The FlyLAL flight is already surreal by itself, from the hot pink uniforms worn by all the staff, to the real estate sticker ads clumsily stuck on the overhead compartment doors. The stewardesses pass out menus and sell beer by the half-litre can. People show little respect for either the "no cell phones" rule or the "wait until the plane has come to a complete halt" rule. And, of course, everything is in Lithuanian, including "FlyLAL," which is very, very hard for Lithuanians to pronounce.

But what sticks out most for me is that everyone is reading newspapers. Over the course of the flight back to London, my rowmates* blazed through issues of Vakaro žinios, Lietuvos rytas, and other papers. Others finished not only reading the papers, but also started to go at work on the various crossword puzzles. Imagine sitting on a flight from Chicago to New York, where everyone is reading newspapers, to get a sense of how odd this phenomenon is. In fact, I'm not sure when the last time I saw someone other than I read a newspaper on a domestic flight (and, even so, usually I only buy the NYT for a crossword to occupy me or a Boston Globe to get homesick). I suspected that the reason for this massive influx of print culture on FlyLAL was the result of the newspapers' being free, but then I read:
2005 metais vienam šalies gyventojui per metus teko 64,2 egzemplioriai laikraščių - kiek daugiau nei 2004 (63) ar 2000-aisiais (56,3) metais.

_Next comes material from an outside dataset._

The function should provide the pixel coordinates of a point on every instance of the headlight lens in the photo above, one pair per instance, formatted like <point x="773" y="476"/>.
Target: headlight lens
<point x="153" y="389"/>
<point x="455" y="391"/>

What's interesting is that if you take the number of newspapers sold in the US daily (55 million), multiply by the number of days in a year, and divide by the US population, you get about 66.4 newspapers per American, per year. In other words, if there is a difference in newspaper readership, it's not visible in these back-of-an-envelope numbers. Yet I've never seen as high a percentage of people on a US-based flight (or even on the el, with its abundant, free RedEyes) reading newspapers as I did on FlyLAL. As for what everyone was reading about—that is a story for the next article.

* My rowmates were friends who spoke to me in crystal clear Lithuanian, but between themselves spoke what could best be described as 50/50 Russian and Lithuanian. I'm still getting used to how Russian is used in Lithuania, but the way these guys flipped from language to language with each other was astonishing.